Identification of hub lncRNAs (A) Venn Gram for identification of hub lncRNAs (B) Correlation matrix of hub lncRNAs and genes implicated in ferroptosis (C) Forest plot showing prognostic value of the 30 hub lncRNAs.

FIGURE 4.

FIGURE 4

Construction and validation of the ferroptosis-related lncRNA signature (A–B) Visualization of LASSO regression (C) Coefficients of the 14 lncRNAs fitted in the signature (D) Kaplan-Meier curve presenting survival of high-risk and low-risk groups in TCGA (E) Time-dependent ROC for the signature in TCGA (F) Discriminative plot of the signature using TCGA (G, J) Kaplan-Meier curve presenting survival of high-risk and low-risk groups in CGGA_693 or CGGA_325 respectively (H, K) Time-dependent ROC for the signature in CGGA_693 or CGGA_325 respectively (I, L) Discriminative plot of the signature using CGGA_693 or CGGA_325 separately.
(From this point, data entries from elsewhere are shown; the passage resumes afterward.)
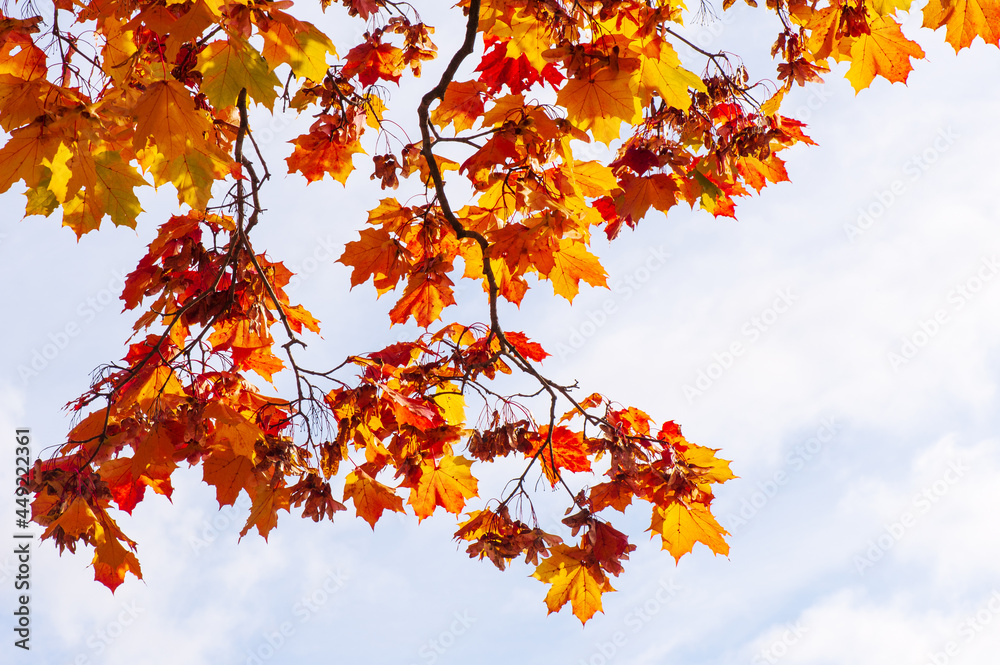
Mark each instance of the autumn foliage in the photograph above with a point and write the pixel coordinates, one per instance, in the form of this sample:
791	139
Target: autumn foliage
99	98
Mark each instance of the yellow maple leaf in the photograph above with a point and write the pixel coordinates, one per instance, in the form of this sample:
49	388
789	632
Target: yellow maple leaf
681	526
166	117
602	102
965	20
572	263
305	48
370	497
229	65
448	483
572	581
426	294
660	71
885	52
264	511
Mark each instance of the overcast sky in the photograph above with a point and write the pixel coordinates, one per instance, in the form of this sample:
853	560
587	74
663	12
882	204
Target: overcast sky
860	412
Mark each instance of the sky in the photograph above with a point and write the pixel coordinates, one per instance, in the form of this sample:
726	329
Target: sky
840	343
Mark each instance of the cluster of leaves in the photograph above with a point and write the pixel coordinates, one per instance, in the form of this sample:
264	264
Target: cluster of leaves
157	92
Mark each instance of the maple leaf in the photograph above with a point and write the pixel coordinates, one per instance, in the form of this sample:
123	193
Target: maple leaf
230	65
298	44
883	52
661	72
758	173
111	560
681	526
601	102
374	60
640	193
370	497
615	494
527	348
965	20
166	117
322	152
426	294
229	473
571	264
267	501
572	582
446	483
108	190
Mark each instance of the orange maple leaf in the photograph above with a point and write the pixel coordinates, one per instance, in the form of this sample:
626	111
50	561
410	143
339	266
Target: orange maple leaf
447	483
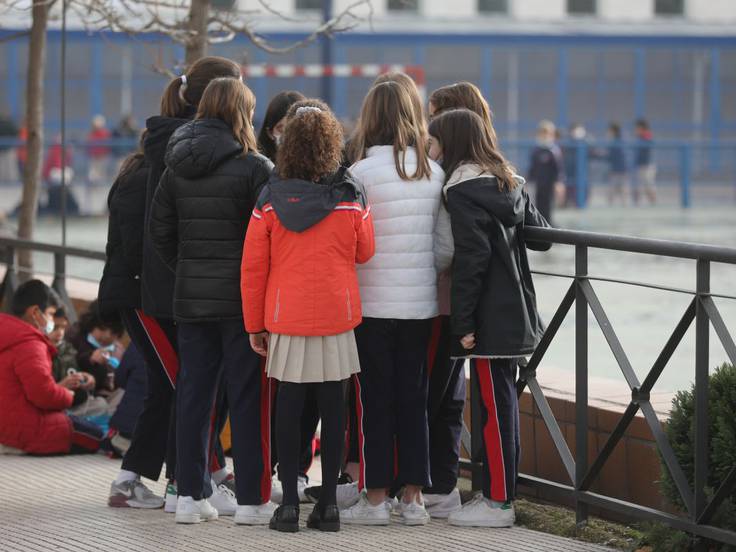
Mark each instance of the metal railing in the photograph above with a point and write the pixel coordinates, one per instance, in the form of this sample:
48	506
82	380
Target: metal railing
583	471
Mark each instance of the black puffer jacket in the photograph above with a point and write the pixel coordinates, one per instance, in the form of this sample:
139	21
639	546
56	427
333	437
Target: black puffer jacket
157	282
492	290
200	214
120	286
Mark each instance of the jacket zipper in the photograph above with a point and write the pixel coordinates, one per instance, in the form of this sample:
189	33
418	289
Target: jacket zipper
350	308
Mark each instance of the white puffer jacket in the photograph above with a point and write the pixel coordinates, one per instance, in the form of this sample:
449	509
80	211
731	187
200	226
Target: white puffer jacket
413	238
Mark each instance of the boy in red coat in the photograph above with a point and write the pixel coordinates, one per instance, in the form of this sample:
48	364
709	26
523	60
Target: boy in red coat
32	415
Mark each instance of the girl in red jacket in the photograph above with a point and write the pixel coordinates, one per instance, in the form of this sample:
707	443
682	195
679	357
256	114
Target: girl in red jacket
300	294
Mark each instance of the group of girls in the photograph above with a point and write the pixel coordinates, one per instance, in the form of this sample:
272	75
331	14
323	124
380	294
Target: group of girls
358	270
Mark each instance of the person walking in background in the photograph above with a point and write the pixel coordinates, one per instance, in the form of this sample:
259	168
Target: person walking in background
311	225
399	294
494	315
198	222
618	177
545	168
98	150
646	170
270	139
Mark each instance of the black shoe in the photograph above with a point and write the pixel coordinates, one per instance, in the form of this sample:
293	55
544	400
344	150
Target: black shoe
324	518
285	519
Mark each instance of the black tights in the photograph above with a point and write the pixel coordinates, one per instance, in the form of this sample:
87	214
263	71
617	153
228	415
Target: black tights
288	414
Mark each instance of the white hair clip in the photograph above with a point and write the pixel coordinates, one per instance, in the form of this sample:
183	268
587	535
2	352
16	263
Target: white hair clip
307	109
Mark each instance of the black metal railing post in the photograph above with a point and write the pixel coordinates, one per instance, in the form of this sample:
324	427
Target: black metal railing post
59	285
10	281
581	380
702	344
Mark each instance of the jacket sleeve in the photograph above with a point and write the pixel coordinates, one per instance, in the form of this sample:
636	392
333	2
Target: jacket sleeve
163	224
532	217
470	224
33	370
444	247
254	270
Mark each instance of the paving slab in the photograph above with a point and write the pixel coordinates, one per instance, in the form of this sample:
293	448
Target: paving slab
59	504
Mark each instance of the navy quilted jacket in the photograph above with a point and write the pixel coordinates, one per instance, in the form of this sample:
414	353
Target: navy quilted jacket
200	214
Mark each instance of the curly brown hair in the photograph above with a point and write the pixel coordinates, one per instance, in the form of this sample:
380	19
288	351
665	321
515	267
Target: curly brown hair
313	141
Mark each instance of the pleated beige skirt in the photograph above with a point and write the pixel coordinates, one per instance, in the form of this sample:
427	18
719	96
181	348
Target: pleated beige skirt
313	359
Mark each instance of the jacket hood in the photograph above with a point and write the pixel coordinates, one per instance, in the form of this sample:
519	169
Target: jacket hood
16	331
158	131
198	147
507	206
301	204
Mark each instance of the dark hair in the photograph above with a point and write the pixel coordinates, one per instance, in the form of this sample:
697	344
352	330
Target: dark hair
463	138
180	99
33	293
388	118
313	142
277	109
93	318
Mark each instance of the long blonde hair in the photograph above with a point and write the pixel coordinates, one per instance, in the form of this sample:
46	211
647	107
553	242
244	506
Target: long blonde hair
232	102
388	118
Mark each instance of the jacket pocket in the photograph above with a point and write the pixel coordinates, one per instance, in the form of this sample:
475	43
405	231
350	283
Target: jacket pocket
350	306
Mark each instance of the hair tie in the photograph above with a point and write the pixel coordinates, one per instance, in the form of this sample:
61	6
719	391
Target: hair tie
307	109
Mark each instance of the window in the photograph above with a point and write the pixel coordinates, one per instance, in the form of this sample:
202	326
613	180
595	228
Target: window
308	5
493	6
669	7
403	5
581	7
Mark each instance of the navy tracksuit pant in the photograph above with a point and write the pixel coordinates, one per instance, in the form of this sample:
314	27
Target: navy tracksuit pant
210	352
444	409
391	397
500	421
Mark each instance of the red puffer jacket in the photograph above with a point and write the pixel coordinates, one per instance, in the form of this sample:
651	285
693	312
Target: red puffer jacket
32	405
298	273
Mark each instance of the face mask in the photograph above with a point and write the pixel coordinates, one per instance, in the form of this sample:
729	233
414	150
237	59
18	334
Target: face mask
96	344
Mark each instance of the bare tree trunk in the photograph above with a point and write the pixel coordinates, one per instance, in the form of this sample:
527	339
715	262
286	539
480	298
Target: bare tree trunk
199	12
34	124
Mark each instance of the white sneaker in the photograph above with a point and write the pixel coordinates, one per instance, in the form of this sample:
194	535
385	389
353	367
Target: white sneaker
441	506
277	492
347	495
365	513
413	513
223	499
479	512
301	486
255	515
170	498
189	510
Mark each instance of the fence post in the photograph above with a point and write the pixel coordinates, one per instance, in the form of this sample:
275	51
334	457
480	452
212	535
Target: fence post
685	176
59	285
581	172
702	338
10	282
581	381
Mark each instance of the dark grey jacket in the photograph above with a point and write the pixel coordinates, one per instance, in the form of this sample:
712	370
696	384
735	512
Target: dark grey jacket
200	214
492	290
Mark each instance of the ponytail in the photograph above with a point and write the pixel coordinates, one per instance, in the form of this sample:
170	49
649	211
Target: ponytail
183	93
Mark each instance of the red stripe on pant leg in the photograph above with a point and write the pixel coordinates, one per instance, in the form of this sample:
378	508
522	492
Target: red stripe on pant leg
361	436
266	395
434	343
161	344
492	432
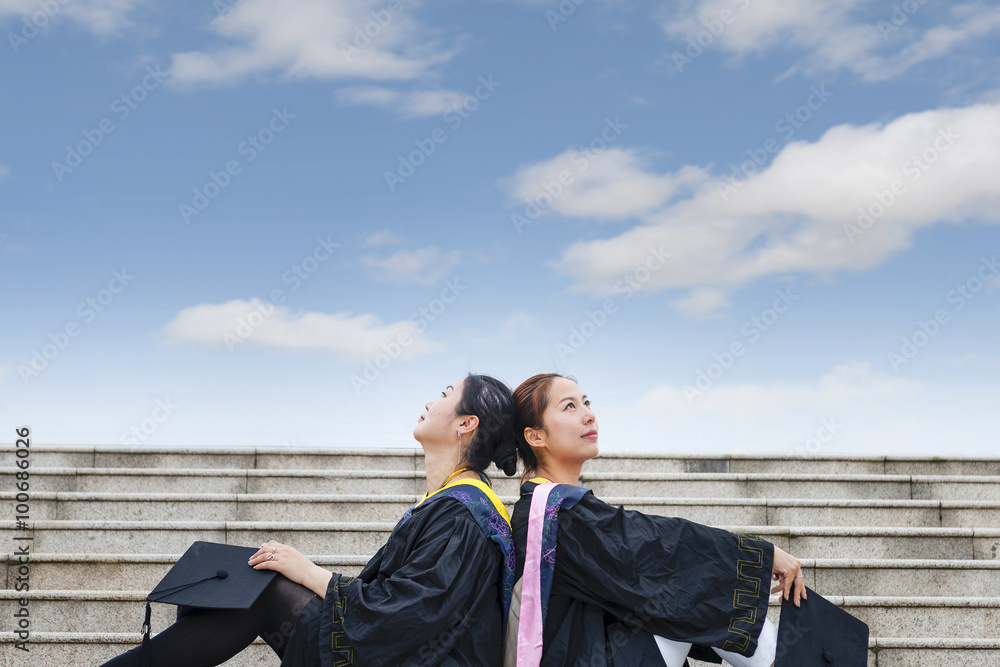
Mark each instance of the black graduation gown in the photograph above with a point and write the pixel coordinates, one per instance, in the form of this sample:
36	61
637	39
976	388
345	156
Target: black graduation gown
621	577
428	597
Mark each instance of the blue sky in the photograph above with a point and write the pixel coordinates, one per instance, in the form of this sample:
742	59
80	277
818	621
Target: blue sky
744	226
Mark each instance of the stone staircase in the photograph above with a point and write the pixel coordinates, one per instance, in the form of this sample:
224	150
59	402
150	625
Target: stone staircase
909	545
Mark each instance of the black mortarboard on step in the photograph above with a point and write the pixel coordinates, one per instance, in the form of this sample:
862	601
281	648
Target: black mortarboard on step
208	575
820	634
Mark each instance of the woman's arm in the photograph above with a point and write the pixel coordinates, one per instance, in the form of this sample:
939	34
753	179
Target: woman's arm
787	571
293	564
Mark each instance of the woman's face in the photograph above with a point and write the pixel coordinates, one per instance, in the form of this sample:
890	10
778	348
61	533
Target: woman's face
439	423
569	426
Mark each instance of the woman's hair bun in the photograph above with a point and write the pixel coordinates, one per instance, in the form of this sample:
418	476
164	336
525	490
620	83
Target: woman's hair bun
505	457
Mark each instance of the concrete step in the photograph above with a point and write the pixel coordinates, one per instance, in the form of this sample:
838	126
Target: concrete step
138	537
849	577
411	458
135	537
140	572
123	611
47	649
92	649
668	485
71	505
892	577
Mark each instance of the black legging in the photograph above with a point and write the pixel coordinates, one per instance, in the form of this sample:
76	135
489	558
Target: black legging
206	637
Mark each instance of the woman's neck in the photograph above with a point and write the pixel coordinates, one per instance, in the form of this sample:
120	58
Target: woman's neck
561	474
439	466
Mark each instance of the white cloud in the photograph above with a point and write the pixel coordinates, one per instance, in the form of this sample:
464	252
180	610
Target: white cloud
237	323
518	322
101	17
384	237
422	265
313	38
412	103
851	383
800	213
857	35
701	302
609	185
853	409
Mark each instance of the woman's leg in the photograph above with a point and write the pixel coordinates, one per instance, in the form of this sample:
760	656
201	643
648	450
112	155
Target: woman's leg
206	637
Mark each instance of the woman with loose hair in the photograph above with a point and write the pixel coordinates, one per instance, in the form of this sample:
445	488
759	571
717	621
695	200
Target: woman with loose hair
436	593
625	588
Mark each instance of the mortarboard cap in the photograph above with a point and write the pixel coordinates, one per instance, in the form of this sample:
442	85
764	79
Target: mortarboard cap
820	634
214	576
208	575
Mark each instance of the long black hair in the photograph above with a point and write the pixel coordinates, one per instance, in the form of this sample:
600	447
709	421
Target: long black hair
492	442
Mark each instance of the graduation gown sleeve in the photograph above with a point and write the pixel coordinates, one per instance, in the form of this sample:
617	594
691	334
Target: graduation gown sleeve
433	601
667	576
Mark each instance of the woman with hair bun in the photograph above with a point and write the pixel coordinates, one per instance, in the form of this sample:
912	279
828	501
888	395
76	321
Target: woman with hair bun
437	593
625	588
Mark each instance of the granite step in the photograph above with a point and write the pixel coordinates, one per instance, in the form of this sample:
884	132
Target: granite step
72	505
353	482
94	611
848	577
136	537
411	458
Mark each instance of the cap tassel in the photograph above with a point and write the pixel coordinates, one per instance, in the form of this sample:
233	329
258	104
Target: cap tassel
146	659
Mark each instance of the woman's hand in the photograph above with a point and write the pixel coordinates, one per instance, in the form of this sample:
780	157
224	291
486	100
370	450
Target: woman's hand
291	563
787	571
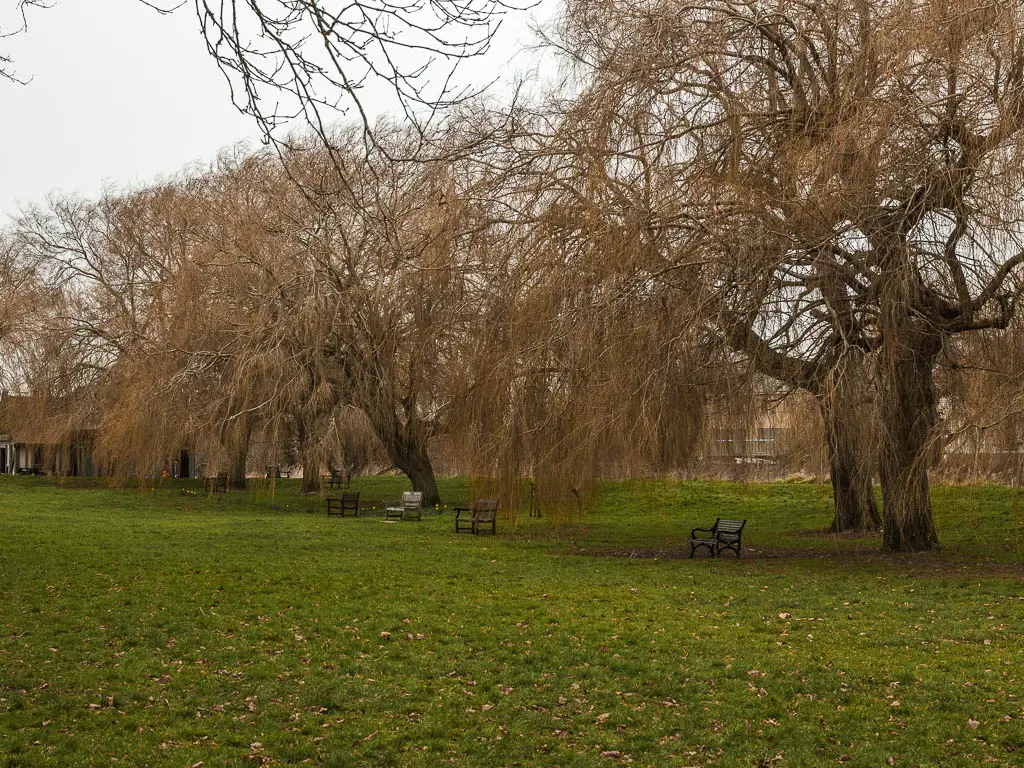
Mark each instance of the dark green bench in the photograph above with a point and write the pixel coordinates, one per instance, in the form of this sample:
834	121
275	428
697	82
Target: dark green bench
724	535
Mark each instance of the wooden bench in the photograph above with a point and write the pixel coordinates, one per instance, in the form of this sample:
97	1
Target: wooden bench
482	513
347	505
216	484
410	508
340	478
724	535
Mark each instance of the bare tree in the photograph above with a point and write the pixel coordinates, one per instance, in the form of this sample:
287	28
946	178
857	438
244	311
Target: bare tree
313	60
856	184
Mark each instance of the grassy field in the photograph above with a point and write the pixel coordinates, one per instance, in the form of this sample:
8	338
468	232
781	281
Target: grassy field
142	627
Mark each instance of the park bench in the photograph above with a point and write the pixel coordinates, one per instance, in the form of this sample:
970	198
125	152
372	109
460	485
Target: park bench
216	484
340	478
410	508
343	506
724	535
475	518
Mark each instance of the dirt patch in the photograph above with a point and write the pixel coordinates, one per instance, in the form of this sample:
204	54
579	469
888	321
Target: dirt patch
933	564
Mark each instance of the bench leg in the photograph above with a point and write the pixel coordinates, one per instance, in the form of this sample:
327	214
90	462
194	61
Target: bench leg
709	547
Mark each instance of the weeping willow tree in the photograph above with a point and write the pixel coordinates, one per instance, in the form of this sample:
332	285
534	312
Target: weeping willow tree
854	170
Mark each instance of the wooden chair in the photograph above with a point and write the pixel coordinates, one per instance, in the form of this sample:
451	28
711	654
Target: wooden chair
216	484
347	505
340	478
475	518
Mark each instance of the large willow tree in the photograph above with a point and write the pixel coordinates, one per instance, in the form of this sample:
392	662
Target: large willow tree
855	168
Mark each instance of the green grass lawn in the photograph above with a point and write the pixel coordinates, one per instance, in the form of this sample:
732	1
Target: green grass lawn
150	628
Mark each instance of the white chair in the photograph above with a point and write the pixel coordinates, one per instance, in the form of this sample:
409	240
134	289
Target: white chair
408	509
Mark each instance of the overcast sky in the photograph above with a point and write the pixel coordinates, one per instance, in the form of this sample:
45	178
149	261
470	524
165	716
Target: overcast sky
121	95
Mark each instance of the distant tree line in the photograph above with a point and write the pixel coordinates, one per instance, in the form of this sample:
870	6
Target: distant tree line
823	196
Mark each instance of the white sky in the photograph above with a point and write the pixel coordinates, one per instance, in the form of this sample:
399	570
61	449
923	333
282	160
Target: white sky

Assessment of the Independence of the Prognostic Signature

We next sought to determine whether the risk score based on the lncRNA signature is an independent prognostic indicator of OS in glioma patients. The risk score and several clinicopathological variables such as gender, age, grade, IDH mutation status, 1p19q-codeletion status, MGMT promoter methylation status, radiotherapy and chemotherapy were included in univariate and multivariate Cox regression analyses. Univariate Cox regression analysis showed that risk score, age, grade, radiotherapy, IDH mutation status, 1p19q-codeletion status and MGMT promoter methylation status were significantly correlated with the OS of glioma patients, whereas gender and chemotherapy did not show any correlation (Figure 5A, left panel). Four variables were further identified as independent prognostic factors of OS by multivariate analysis, including risk score (HR = 2.257, 95% CI = 1.437–3.544, p < 0.001), age (HR = 1.040, 95% CI = 1.022–1.059, p < 0.001), grade (HR = 2.130, 95% CI = 1.365–3.324, p < 0.001) and radiotherapy (HR = 0.507, 95% CI = 0.279–0.920, p = 0.026) (Figure 5A, right panel). Further, subgroup survival analysis showed the signature predicts overall survival in groups with chemotherapy (Figure 5B), without chemotherapy (Figure 5C), with radiotherapy (Figure 5D), and without radiotherapy (Figure 5E).

FIGURE 5.

FIGURE 5

Evaluation of the prognostic signature and establishment of a nomogram (A) Univariate and Multivariate Cox regression analysis of the ferroptosis-related lncRNA signature and other clinicopathological features in gliomas (B–E) Subgroup survival analysis using groups with chemotherapy (B), without chemotherapy (C), with radiotherapy (D), without radiotherapy (E) (F) The nomogram incorporating independent prognostic factors (G) ROC curves for the nomogram-based classification at multiple timepoints (H) Calibration plots for 1-, 3-, and 5-years survival predictions.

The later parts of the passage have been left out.